MK Simcha Rothman’s outrageous outburst (“Settler rampages against Palestinians same as anti-reform protests,” June 23), comparing settler extra-judicial rampages across northern Samaria to lawful, peaceful (and highly inconvenient and effective) demonstrations against government policy, strips away any doubt about our country today. Israeli society has been hijacked by its fringes, ostensibly led by a hitherto broadly respected prime minister.

The once silent majority finds themselves in a battle for Israel’s soul: a battle they did not choose nor expect to confront. Reassuringly, the latent decency of most across the political and religious divide have joined together to try and save the day. 

Rothman’s dangerous equivalence between settler violence and peaceful protest is chilling. It leaves no doubt that consensus democracy, which has served us well, is in serious danger. Indeed, it was right-wing British prime minister Margaret Thatcher who concluded that “the veneer of civilization is very thin.”

After six months of inaction on virtually every policy for which the government won its mandate, we might well ask what democracy means to those in power. On second thought, why ask? 

VICTOR LEVINSON

Tel Aviv

No moral equivalence

David Weinberg writes an engrossing, well-thought-out article (“No moral equivalence,” June 23). I have more to add, although much of what he said is self-evident.

Starting with the undiplomatic attack on Israel by US Ambassador Thomas Nides: He did compare Arab “deaths” to Israeli murders, without a shred of conscience, in that both sides “lost people during the conflict.”

The Arabs he so “eulogized” left their homes in the morning with the intent to kill Jews. They were gunned up and stoned up and had cars prepared for ramming deaths, and set off to do the horrifying deeds. In addition, they were prepared to die if need be, so that monies would be paid to them if they lived; and/or to their families, if they didn’t.
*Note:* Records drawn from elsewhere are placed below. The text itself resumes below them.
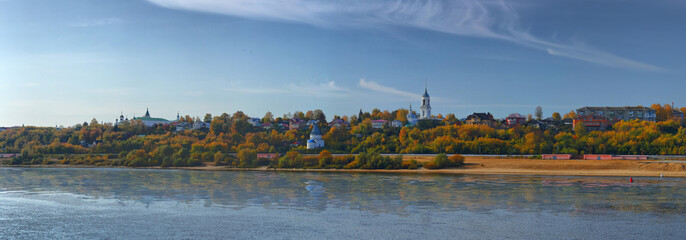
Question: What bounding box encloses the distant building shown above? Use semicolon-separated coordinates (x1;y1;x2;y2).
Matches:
307;124;324;149
248;118;262;127
406;104;418;126
505;113;526;126
172;122;193;132
576;107;656;123
130;109;171;127
391;120;403;127
329;118;350;128
193;121;212;130
572;116;612;131
372;119;388;129
541;154;572;160
288;118;306;130
305;120;319;126
257;153;279;159
465;112;497;127
419;86;431;119
261;123;274;130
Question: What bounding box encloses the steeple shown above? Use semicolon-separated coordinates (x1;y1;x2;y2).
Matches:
310;124;322;137
419;81;431;119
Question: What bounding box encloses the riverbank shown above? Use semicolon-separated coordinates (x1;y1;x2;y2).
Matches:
5;157;686;177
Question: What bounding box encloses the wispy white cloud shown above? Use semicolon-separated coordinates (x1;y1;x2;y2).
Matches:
228;81;350;97
24;82;40;87
358;78;420;99
148;0;662;71
69;17;124;27
183;91;205;97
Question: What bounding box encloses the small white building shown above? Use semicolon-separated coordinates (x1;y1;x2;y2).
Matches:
307;124;324;149
127;109;172;127
391;120;403;127
372;119;388;129
193;121;210;130
248;118;262;127
406;105;418;125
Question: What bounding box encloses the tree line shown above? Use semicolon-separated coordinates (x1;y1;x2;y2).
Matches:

What kind of sick society prepares its children for murder?

Jewish civilians, however, woke up the same morning, most unarmed, with the sole intention of going to school, work, leisure activities, or just eating breakfast in a restaurant. Of course they weren’t prepared to die for any reason, especially not for money, and all were cut down in the prime of  their lives, including innocent children.

The United States has the unmitigated gall to tell us we must tamp down the responses to the terror and “step back” in our fight against “so-called” innocent Arabs caught in the crosshairs of the Israeli soldiers who conduct nightly raids to arrest or terminate Arab terrorists. 

They expect us to maintain the status quo, whatever that means. Therefore, we need to constantly and forcefully remind all the international actors that we will no longer sit back and hope that peace will descend upon us. 

Israeli soldiers do not put innocents in their sights; however, the terrorists do, using civilians, especially children, as shields. Arabs “celebrate the kidnapping and mass murder of Israeli men, women and children,” and happily dance in the streets and hand out candy when an Israeli is murdered. 

Are these really the people that the ambassador feels sorry for in their deaths? These families truly raise their children on hatred and a gross lack of morals.

Israel must step up the fight to stop the violent society living on our doorsteps. We must never let other nations and/or their ambassadors tell us how to protect our land and peoples. When all their houses are in order, maybe then the advice would be accepted. Until then, Israel must continue to maintain the upper hand in fighting terrorism and protecting its citizens, at all costs!